Giant Battersea Power Station mall to open on 14 October
It's finally happening. Nearly 40 years after Battersea Power Station (BPS) closed as a working power generator, the listed historic site will reopen on 14 October as a major South London shopping and leisure destination.
The new shopping centre — which is the biggest such development in London in years — will include stores from brands such as Mulberry, Hackett, Theory, Levi’s, Pinko, Superdry, Zara, Hugo Boss, Ralph Lauren, Lacoste, Lululemon, Castore, Sweaty Betty and more.
The company has been publicising developments at BPS for some time and ramped its efforts up this week with 1930s-style newspaper boys – a nod to when the Power Station first started generating electricity – spreading the news across London with a limited-edition ‘Power Station Post’ newspaper.
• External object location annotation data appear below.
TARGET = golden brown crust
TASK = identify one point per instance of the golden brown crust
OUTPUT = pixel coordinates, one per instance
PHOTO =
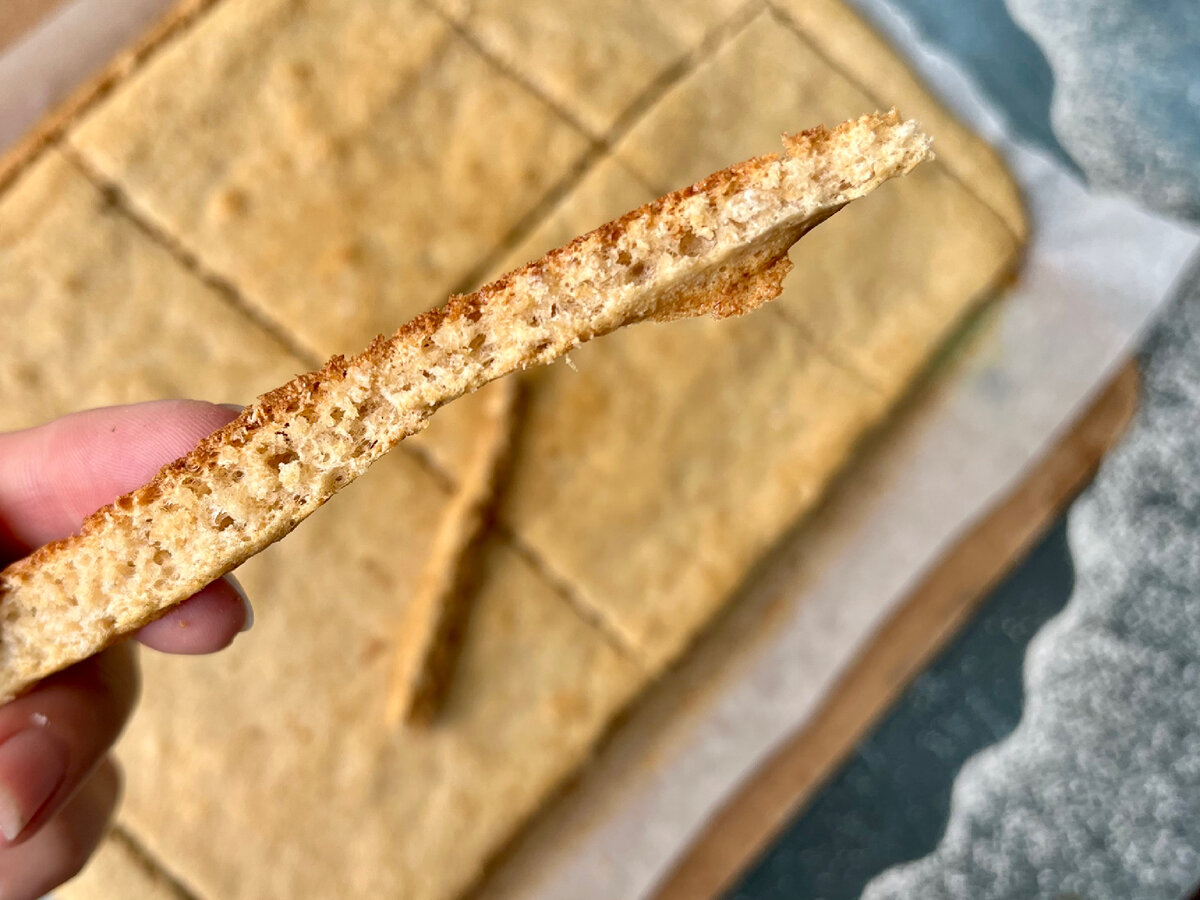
(251, 483)
(53, 125)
The destination will feature over 100 shops, bars and restaurants, plus office space and leisure venues when it opens and will account for around 17,000 jobs across the 42-acre site on completion.
Development will be ongoing after the opening with a a 24,000 sq ft Arcade Food Hall and a 28,000 sq ft club from London fitness brand Third Space debuting in 2023.
On opening day next month, Electric Boulevard will also make its debut. It’s a new pedestrianised high street, which runs from the south of the Power Station, between Frank Gehry’s Prospect Place and Foster + Partners’ Battersea Roof Gardens.
At its peak, Battersea Power Station supplied a fifth of London’s electricity but the building was decommissioned in 1983 and during the years that followed, several failed attempts were made to redevelop the site. It’s been under the control of Sime Darby Property, SP Setia and the Employees’ Provident Fund (EPF) since 2012. They’ve overseen the major revamp and in parts, a complete rebuild.
The building’s retail offering is housed in the Power Station’s two newly-restored Turbine Halls. They’re identical from outside but are very different inside. Turbine Hall A reflects the Art Deco style of the 1930s when the Power Station was built, whereas the 1950s-created Turbine Hall B has more of a brutalist, industrial look and feel.